Highlights
- Coupled DIC and δ13CDIC analysis enabled quantification of carbonate system alteration.
- Organic matter degradation dominated the main channel, causing acidification.
- Summer phytoplankton production buffered acidification in western bay waters.
- Remineralized exogenous nitrogen and nitrification intensified oxygen consumption.

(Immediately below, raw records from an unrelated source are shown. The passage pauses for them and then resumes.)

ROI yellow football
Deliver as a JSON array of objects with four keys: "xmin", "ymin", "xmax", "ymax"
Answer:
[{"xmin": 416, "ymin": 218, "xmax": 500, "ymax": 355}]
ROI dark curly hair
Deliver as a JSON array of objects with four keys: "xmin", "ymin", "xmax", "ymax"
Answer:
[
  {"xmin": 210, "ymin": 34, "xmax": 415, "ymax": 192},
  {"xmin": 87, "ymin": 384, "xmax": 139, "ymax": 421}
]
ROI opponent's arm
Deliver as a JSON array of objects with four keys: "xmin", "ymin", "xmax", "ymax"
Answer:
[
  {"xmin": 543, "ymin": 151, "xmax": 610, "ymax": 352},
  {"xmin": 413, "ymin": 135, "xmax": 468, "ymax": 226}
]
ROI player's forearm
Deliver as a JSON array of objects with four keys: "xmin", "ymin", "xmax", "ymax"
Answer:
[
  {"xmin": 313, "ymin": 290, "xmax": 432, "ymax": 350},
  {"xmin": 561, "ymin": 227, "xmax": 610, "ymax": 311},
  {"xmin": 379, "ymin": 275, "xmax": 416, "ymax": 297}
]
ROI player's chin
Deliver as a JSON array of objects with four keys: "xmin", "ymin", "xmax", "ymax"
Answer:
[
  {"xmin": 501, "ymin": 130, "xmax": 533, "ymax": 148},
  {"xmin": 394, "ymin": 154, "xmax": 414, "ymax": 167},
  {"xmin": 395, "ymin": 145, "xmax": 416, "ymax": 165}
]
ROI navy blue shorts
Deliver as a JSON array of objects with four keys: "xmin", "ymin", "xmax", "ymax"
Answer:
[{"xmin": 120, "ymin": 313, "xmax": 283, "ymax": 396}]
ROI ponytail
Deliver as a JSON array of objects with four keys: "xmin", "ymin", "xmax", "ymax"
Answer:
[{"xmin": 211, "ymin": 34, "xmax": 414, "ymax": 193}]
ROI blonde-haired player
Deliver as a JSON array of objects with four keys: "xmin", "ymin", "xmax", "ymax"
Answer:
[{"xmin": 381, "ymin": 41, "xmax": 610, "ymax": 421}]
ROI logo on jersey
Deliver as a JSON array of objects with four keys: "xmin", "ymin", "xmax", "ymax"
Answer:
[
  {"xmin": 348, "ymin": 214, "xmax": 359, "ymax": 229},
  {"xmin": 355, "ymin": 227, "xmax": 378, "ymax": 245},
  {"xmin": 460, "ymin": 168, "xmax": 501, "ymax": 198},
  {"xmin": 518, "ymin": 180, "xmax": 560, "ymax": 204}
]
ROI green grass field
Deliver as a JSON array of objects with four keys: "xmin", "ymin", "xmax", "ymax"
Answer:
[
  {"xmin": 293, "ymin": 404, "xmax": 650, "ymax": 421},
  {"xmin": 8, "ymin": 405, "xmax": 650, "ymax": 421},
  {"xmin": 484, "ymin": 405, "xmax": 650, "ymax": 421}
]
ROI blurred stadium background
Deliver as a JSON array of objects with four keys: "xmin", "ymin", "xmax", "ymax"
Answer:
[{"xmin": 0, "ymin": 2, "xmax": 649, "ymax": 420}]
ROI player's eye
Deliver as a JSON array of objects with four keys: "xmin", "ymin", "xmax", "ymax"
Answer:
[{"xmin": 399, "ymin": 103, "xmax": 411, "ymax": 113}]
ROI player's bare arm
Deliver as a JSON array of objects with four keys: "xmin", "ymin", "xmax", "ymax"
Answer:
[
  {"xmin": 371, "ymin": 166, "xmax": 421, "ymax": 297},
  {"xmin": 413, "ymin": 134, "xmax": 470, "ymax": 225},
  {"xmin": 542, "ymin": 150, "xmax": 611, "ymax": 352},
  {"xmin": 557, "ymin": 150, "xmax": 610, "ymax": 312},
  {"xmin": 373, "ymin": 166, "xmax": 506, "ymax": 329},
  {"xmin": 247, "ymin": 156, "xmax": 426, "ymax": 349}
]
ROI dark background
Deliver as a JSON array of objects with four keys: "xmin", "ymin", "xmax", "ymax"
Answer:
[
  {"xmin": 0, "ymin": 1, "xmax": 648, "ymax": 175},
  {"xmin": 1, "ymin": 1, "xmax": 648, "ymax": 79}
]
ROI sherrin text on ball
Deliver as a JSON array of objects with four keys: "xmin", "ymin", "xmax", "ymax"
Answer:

- Net carbon dioxide outgassing occurred throughout Sansha Bay in winter and summer.
Abstract
Semi-enclosed bays offer hydrodynamic conditions favorable for mariculture, yet this activity can greatly alter coastal carbon dynamics and may transform coastal waters into bioreactors that modulate the carbonate system by stimulating organic matter (OM) inputs, respiration, primary production, and coupled oxygen consumption-acidification. We investigate seasonal variability in carbonate system dynamics and dissolved inorganic carbon stable isotopic composition (δ13CDIC) in Sansha Bay, the largest large yellow croaker culture site in China, which is flushed by rivers and varying coastal water masses. Adopting a semi-analytical framework that uses a two end-member mixing model, we found that along the main channel, DIC concentrations were elevated by ∼5.3–87.5 μmol kg−1, along with pH reduction of ∼0.05–0.07 units. Instead, western off-main channel with longer residence times exhibited opposing trends: winter DIC accumulation (up to 167 μmol kg−1) and summer net removal (up to −75 μmol kg−1), accompanying a pH decrease/increase of ∼0.12/∼0.19 units, respectively. Excess DIC was mainly attributable to OM remineralization and partially removed by phytoplankton production. The bay supplied a net CO2 source, supported by high pCO2 (mean: 811/562 μatm in winter/summer, respectively). Box model analysis showed that marine-derived OM remineralization combined with mariculture feed inputs caused DIC enrichment and declining oxygen consumption and pH evidenced by a −16.6 ‰ δ13Cox value and 0.43–0.70 carbon/oxygen stoichiometry. Results underscore the role of interacting water masses and mariculture in modulating the carbonate system and its coupling with oxygen and pH dynamics. They provide critical insights into biogeochemical processes driving hypoxia and acidification in intensively farmed coastal ecosystems.
Han A., Wang B., Su J., Chen M., Li H., Yin X. & Kao S. J., 2026. Riverine-coastal carbon dynamics, acidification, and CO2 outgassing in an intensive mariculture bay. Agriculture, Ecosystems & Environment 396: 109972. doi: 10.1016/j.agee.2025.109972. Article (subscription required).